They could hit up to 10 million deposit accounts by this year.
Digital-only banks in the Philippines can look forward to having a potential 51.4 million clients by 2025 and could reach as much as a cumulative loan portfolio of $15b, according to a data analysis by financial services group Una Financial.
Neobanks could also hit up to 10 million deposit accounts by this year.
The numbers assume that the Philippine population will have nearly 65.7 million people between the age of 20-64 by 2025. The analysis subtracted low-income and unemployed population, high income citizens with little interest in financial services, and citizens with low technological literacy, amongst other groups, to arrive at their assumption.
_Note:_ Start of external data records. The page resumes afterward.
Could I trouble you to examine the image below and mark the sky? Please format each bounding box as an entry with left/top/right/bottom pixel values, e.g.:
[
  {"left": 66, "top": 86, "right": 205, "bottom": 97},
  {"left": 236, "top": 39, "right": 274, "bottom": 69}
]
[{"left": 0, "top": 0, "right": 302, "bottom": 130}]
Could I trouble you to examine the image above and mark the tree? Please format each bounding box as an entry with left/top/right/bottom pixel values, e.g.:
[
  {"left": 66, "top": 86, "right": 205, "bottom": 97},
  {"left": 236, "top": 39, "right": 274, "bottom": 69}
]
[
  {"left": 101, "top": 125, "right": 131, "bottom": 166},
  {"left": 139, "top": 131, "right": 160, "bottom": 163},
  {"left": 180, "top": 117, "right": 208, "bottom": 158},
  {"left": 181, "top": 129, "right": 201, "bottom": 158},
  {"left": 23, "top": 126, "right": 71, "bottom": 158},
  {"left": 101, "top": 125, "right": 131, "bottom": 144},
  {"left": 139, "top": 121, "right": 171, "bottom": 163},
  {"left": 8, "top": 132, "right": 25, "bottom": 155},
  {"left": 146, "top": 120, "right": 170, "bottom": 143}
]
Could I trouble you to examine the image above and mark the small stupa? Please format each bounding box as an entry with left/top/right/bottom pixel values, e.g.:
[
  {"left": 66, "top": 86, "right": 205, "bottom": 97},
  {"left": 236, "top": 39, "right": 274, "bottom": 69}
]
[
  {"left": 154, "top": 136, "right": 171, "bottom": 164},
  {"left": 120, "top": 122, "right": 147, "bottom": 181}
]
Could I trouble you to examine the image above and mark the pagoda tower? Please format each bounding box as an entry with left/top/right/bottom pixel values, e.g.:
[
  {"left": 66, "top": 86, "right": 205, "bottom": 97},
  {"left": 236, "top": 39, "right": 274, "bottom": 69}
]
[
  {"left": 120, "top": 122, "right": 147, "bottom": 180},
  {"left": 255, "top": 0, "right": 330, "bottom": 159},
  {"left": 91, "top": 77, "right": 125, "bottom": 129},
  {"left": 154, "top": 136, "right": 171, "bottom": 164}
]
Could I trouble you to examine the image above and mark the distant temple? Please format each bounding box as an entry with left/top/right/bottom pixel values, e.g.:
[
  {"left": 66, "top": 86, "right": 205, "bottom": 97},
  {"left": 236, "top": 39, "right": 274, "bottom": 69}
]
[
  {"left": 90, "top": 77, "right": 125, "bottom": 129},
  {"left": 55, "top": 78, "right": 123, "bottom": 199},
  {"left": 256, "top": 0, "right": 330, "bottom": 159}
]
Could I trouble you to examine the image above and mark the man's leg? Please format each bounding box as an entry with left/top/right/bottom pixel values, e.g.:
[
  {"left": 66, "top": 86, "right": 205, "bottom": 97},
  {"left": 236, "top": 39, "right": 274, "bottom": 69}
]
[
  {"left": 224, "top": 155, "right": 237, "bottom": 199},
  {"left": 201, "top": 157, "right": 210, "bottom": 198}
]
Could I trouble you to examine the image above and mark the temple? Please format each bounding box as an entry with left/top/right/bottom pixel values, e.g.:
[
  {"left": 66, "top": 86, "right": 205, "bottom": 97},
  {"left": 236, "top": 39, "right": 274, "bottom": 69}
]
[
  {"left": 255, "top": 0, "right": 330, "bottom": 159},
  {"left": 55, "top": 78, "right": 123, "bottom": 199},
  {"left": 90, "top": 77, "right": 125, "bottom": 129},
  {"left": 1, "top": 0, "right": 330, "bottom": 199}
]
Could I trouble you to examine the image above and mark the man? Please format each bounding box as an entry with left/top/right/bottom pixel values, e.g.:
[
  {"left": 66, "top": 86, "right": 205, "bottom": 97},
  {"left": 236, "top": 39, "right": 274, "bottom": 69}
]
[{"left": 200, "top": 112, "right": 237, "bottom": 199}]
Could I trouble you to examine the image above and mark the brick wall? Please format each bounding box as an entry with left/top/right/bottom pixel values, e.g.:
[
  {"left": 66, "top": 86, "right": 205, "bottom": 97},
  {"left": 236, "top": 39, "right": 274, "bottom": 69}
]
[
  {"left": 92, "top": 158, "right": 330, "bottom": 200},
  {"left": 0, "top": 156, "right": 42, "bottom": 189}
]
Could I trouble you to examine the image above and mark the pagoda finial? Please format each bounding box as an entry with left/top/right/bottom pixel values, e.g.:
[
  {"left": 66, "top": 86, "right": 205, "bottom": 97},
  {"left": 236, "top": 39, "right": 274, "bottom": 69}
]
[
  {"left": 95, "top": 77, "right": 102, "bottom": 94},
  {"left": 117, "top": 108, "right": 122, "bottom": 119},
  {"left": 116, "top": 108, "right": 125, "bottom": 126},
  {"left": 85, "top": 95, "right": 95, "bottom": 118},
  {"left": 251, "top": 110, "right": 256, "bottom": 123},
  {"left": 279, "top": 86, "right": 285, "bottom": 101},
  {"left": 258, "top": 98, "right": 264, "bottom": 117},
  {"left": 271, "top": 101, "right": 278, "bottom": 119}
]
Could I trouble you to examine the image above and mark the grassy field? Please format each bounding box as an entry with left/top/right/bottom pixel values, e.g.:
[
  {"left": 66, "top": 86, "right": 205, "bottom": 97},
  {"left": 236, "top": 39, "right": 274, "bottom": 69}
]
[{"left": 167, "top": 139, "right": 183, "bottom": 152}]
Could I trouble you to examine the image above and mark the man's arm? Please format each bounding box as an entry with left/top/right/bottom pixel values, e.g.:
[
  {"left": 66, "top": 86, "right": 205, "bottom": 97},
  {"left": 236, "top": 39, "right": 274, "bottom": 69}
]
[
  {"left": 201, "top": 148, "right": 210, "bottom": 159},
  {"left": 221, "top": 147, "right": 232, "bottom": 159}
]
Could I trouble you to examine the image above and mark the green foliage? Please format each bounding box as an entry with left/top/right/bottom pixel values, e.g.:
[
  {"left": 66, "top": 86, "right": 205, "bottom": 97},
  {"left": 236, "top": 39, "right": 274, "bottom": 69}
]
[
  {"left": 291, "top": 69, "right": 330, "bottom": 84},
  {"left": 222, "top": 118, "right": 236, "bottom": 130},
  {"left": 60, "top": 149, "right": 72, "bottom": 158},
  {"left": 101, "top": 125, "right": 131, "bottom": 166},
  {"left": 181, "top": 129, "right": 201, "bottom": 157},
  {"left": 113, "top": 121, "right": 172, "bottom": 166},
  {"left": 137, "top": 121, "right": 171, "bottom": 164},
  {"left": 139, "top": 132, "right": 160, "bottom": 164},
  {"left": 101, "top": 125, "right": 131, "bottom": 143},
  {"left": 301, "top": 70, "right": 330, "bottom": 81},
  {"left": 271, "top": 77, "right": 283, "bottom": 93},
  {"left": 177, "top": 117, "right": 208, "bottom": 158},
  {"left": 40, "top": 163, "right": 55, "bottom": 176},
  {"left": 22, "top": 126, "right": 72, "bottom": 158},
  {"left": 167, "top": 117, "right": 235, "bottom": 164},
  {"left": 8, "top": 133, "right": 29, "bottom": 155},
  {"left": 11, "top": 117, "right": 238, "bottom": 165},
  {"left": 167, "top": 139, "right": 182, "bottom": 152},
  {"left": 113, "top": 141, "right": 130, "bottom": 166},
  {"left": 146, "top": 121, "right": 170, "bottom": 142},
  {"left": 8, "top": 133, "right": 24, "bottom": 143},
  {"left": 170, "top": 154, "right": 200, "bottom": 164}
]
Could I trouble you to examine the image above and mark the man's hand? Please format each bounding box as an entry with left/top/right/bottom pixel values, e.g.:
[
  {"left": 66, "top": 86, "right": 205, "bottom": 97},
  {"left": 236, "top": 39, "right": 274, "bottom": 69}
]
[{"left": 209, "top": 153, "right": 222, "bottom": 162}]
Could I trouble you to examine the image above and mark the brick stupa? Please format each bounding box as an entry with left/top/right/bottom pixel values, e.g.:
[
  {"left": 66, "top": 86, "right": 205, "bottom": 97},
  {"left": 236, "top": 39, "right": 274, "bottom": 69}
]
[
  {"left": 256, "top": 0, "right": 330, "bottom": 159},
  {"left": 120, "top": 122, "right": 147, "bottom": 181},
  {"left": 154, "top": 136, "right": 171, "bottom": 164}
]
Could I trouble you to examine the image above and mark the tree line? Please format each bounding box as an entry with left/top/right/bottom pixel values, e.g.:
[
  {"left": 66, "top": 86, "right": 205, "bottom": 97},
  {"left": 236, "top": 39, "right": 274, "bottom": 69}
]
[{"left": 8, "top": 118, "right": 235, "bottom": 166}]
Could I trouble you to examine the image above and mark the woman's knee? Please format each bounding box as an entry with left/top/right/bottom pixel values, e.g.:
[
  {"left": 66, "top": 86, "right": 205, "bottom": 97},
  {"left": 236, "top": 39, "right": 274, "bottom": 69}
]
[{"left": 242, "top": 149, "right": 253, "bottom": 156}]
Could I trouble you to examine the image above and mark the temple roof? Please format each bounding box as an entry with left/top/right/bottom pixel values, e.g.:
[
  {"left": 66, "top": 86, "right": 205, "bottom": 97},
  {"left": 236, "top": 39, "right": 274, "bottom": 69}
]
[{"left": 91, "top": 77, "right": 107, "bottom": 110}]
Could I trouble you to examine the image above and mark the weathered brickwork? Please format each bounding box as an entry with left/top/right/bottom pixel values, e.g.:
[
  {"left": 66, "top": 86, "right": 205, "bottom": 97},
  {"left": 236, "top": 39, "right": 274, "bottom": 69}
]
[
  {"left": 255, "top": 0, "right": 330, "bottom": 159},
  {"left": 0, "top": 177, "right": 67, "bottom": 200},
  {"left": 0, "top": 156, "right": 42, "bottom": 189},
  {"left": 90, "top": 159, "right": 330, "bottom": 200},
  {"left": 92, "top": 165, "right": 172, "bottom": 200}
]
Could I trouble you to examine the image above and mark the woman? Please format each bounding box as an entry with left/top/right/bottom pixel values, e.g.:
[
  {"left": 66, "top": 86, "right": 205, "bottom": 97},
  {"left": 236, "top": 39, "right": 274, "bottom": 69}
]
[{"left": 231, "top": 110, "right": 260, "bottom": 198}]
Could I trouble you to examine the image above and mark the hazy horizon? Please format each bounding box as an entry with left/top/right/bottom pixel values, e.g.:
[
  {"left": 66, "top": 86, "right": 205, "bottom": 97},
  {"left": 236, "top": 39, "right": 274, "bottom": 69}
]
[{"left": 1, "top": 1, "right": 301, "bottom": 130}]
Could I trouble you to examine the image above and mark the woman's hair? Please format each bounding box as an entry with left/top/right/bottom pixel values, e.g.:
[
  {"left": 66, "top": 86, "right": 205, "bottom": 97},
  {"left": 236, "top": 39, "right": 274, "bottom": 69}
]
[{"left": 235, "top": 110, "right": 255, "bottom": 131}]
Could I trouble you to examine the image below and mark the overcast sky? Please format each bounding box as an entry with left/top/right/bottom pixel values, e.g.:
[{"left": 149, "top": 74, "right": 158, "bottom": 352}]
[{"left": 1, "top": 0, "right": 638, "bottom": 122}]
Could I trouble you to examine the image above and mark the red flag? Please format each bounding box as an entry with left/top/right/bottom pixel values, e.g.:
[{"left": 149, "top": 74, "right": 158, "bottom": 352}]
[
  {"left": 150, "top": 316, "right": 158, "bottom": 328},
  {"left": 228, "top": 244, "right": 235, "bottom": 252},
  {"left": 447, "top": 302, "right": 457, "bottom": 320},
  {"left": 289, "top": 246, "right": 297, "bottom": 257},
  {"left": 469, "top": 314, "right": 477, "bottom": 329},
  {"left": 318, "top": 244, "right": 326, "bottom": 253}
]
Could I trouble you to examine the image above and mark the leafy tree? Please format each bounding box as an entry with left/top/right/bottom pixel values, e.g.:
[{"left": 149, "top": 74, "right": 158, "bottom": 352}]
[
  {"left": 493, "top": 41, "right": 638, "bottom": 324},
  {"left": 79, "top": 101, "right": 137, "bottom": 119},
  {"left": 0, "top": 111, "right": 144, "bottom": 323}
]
As a result, the target audience was reduced to 51.4 million potential clients, who make up almost half of the country's population. This figure reportedly correlates with the number of adult Filipinos (51.2 million) who remain unbanked.
By 2025, the population is expected to have nearly 100% access to the Internet and mobile connection, so the technological restrictions on the use of fintech services have not been taken into account, according to Una Financial.
The potential expansion of the neobank industry may increase the share of consumer loans to GDP to 12-15% in 2025, the report further noted.
Furthermore, the rapid inclusion of the population from non-capital regions and the gradual growth their incomes will allow the market to reach $15b, which is a 20% share in the total volume of consumer loans in the Philippines.